Joseph Gardner Swift - 1818-1832

1818-1832

The day after his resignation, Swift accepted the surveyorship of the Port of New York. As a civil engineer, he soon became involved in various important projects. In 1819, he was consulted on the feasibility of banking and draining the Newark Flats. In 1820 he was appointed by the Legislature of New Jersey to superintend the plan to open the Morris Canal improvement. In 1822 he was one of the three Commissioners to regulate the streets and drainage of the eastern part of the City of New York. In 1825, he was appointed as a commissioner to determine the capacity of the Bronx and Croton Rivers to supply New York City with pure water.

Unfortunately, Swift’s office duties and other interests did not prevent him from venturing into the business dealings of Wall Street. In 1825, he was elected vice president of a life and trust insurance company. The company failed, and all of its members were indicted for a conspiracy to defraud the state. Swift was acquitted but suffered the loss of all of his property. Deprived of the means to support his family, Swift decided to move to a small farm belonging to his wife in Haywood County, Tennessee, where he built a small cabin and began growing cotton. Finding the title to his plantation defective and his children suffering from the weather, Swift returned to New York. He returned to civil engineering and the following year took charge of the Baltimore and Susquehanna Railroad in Maryland.

In March 1829, he became the superintendent of the harbor improvements on Lake Ontario and held this position for sixteen years.
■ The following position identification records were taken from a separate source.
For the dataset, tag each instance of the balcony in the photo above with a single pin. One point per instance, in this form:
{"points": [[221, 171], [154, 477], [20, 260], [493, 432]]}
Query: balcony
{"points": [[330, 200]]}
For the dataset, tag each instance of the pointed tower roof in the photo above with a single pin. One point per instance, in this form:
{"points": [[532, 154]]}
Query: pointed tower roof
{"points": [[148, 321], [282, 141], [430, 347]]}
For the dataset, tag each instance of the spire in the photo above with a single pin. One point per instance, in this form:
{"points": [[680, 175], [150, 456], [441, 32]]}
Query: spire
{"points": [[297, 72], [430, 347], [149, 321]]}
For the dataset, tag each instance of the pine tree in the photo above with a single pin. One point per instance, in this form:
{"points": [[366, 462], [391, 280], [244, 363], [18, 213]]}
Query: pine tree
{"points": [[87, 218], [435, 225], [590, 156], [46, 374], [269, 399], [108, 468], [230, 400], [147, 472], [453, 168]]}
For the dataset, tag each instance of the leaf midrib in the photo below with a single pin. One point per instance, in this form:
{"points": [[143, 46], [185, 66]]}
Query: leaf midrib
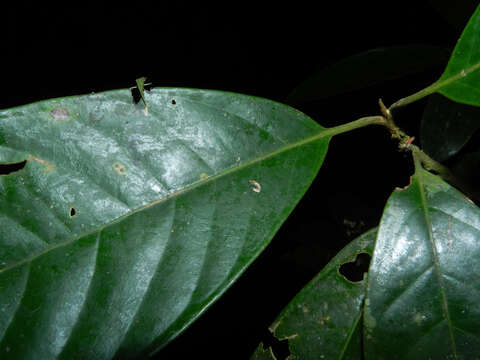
{"points": [[436, 263], [324, 133]]}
While the lake works were suspended in the winter of 1829, Swift took charge of the construction of the railroad from New Orleans to Lake Pontchartrain, five miles long through a dense swamp considered impassable, which could neither be drained nor piled. This was one of the pioneer railroads of the south, and it is believed the first in America upon which iron edge rails were used.

In 1832, Swift succeeded Benjamin Wright as Chief Engineer of the New York and Harlem Railroad, but interference from the Board of Directors caused him to resign.